In [None]:
import requests
from bs4 import BeautifulSoup as bs
from selenium import webdriver
from selenium.common.exceptions import NoSuchElementException
import numpy as np
import pandas as pd
from urllib.request import urlopen
from matplotlib import pyplot as plt
import seaborn as sns
import plotly.express as px
import time
import json
import re
import csv

In [None]:
%matplotlib inline # Displays plots inside notebook

In [None]:
driver = webdriver.Chrome()
driver.get("https://www.walgreens.com/storelistings/storesbystate.jsp?requestType=locator")     

In [None]:
def check_exists_by_xpath(xpath):  # Function to check if an element exists on webpage
    try:
        driver.find_element_by_xpath(xpath)
    except NoSuchElementException:
        return False
    return True

In [None]:
states = ["AL", "AK", "AZ", "AR", "CA", "CO", "CT", "DE", "DC", "FL", "GA", "HI", "ID", "IL", "IN", "IA", "KS", "KY",
          "LA", "ME", "MD", "MA", "MI", "MN", "MS", "MO", "MT", "NE", "NV", "NH", "NJ", "NM", "NY", "NC", "ND", "OH",
          "OK", "OR", "PA", "PR", "RI", "SC", "SD", "TN", "TX", "UT", "VT", "VA", "VI", "WA", "WV", "WI", "WY"]

AL_CA = states[0:5]
CO_HI = states[5:12]
ID_KY = states[12:18]
LA_MT = states[18:27]
NE_NY = states[27:33]
NC_TN = states[33:44]
TX_WY = states[44:53]  # Remove PR & VI during cleaning

print(AL_CA)
print(CO_HI)
print(ID_KY)
print(LA_MT)
print(NE_NY)
print(NC_TN)
print(TX_WY)

In [None]:
addresses_dict = {'address': [], 'state': [], 'zip': []}

for state in TX_WY:
    
    driver.get("https://www.walgreens.com/storelistings/storesbycity.jsp?requestType=locator&state=" + state)
    
    state_stores = driver.find_elements_by_xpath('//ul[@class="col-xl-4 col-lg-4 col-md-4"]')
    city_list = "\n".join([x.text for x in state_stores]).split("\n")
    cities = []
    
    for city in city_list:
        cities.append(city.split(",")[0].replace(" ", "%20"))
    
    base_url = "https://www.walgreens.com/storelocator/find.jsp?requestType=locator&state="+ state + "&city=%s&from=localSearch"
    url_list = []
    
    for city in cities:
        url_list.append(base_url % (city))
    
    for url in url_list:
        driver.get(url)
    
        if check_exists_by_xpath('//span[@class="btn btn__tint-blue"]'):
            load_button = driver.find_element_by_xpath('//span[@class="btn btn__tint-blue"]')
            while load_button:
                try:
                    load_button.click()
                    time.sleep(2)
                    load_button = driver.find_element_by_xpath('//span[@class="btn btn__tint-blue"]')
                except NoSuchElementException:
                    break

        addresses = driver.find_elements_by_xpath('//div[@class="address"]')

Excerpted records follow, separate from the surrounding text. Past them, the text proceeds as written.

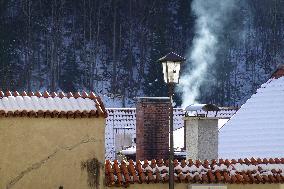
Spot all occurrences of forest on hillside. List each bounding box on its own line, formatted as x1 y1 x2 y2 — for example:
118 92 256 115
0 0 284 107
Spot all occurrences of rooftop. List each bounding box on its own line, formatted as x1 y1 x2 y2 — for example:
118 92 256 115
105 158 284 187
0 91 107 118
218 66 284 158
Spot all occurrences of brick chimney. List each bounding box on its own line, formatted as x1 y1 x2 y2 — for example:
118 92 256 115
185 117 218 161
136 97 170 161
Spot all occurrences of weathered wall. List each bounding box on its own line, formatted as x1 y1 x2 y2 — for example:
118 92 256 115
185 117 218 160
107 183 284 189
0 117 105 189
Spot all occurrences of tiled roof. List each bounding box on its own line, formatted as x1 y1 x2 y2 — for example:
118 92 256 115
105 158 284 187
218 67 284 159
0 91 107 118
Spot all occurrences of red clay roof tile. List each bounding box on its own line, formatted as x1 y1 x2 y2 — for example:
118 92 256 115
0 91 107 118
105 158 284 187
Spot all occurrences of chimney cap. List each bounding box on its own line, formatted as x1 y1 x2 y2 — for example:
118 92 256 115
185 104 220 111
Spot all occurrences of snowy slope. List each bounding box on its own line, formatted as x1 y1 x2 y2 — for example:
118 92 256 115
218 77 284 158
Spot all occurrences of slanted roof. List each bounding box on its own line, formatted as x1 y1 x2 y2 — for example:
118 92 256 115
218 66 284 158
0 91 107 118
105 158 284 187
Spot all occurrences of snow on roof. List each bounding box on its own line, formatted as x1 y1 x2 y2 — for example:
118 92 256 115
0 91 107 117
218 74 284 158
105 158 284 187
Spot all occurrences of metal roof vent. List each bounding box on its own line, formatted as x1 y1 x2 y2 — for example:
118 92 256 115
185 104 220 117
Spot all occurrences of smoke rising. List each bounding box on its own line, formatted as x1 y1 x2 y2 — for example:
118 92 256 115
179 0 236 107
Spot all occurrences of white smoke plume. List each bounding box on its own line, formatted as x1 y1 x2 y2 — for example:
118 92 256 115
179 0 237 107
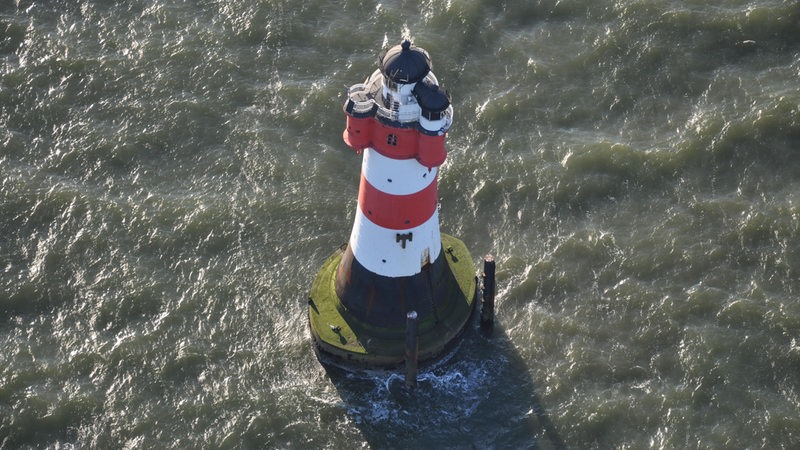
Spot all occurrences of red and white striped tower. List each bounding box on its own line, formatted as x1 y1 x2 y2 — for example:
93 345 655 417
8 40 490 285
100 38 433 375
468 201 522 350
309 40 474 365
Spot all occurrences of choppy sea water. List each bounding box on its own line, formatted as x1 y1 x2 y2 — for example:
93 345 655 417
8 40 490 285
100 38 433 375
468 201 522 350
0 0 800 449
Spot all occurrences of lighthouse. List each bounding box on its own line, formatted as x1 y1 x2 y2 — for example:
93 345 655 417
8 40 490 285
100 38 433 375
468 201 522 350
308 40 477 368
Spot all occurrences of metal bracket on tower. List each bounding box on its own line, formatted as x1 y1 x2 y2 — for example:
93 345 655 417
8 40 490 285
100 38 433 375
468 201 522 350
395 232 414 248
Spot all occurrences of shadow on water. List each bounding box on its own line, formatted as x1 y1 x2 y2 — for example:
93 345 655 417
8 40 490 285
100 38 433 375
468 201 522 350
324 306 566 449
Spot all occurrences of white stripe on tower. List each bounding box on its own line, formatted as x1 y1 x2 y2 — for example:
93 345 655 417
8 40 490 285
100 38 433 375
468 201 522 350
350 148 442 277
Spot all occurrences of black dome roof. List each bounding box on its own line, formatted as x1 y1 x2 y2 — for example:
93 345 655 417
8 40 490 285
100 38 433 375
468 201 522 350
378 39 431 84
414 82 450 113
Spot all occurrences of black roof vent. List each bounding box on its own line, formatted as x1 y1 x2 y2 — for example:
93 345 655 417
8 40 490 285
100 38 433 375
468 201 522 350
378 39 431 84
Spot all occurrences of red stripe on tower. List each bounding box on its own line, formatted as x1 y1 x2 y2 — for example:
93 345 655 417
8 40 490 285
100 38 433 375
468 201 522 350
358 171 438 230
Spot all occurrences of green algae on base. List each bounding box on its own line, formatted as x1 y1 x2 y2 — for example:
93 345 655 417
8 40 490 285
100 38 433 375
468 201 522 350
308 233 477 368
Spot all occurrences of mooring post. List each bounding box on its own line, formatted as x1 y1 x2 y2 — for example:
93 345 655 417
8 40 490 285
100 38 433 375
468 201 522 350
406 311 419 388
481 255 495 331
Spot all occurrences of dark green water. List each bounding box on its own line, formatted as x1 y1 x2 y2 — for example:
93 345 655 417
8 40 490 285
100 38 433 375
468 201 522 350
0 0 800 449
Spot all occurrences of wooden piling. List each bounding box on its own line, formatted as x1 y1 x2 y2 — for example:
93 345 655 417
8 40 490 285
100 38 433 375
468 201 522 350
405 311 419 388
481 255 495 331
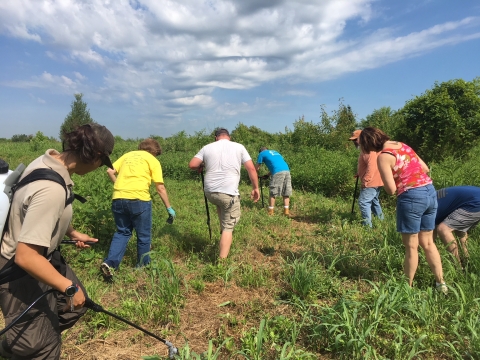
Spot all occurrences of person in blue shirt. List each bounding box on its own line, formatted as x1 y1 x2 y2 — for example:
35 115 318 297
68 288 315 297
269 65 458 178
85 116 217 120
255 146 292 216
434 186 480 264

        for address in addresses:

            addresses_dict['address'].append(address.text.replace("\n", ", "))
            addresses_dict['state'].append(re.search(",\s([A-Z]{2})", address.text).group().replace(", ", ""))
            addresses_dict['zip'].append(re.search("\d{5}(?:[-\s]\d{4})?$", address.text).group())

        time.sleep(1)

TX_WY_df = pd.DataFrame(addresses_dict)

In [None]:
# CLEAN MAKING SURE TO START WITH NUMBER - DELETE IF NOT PRESENT
# DFNAME.drop_duplicates().to_csv('LA_MT.csv', index=False)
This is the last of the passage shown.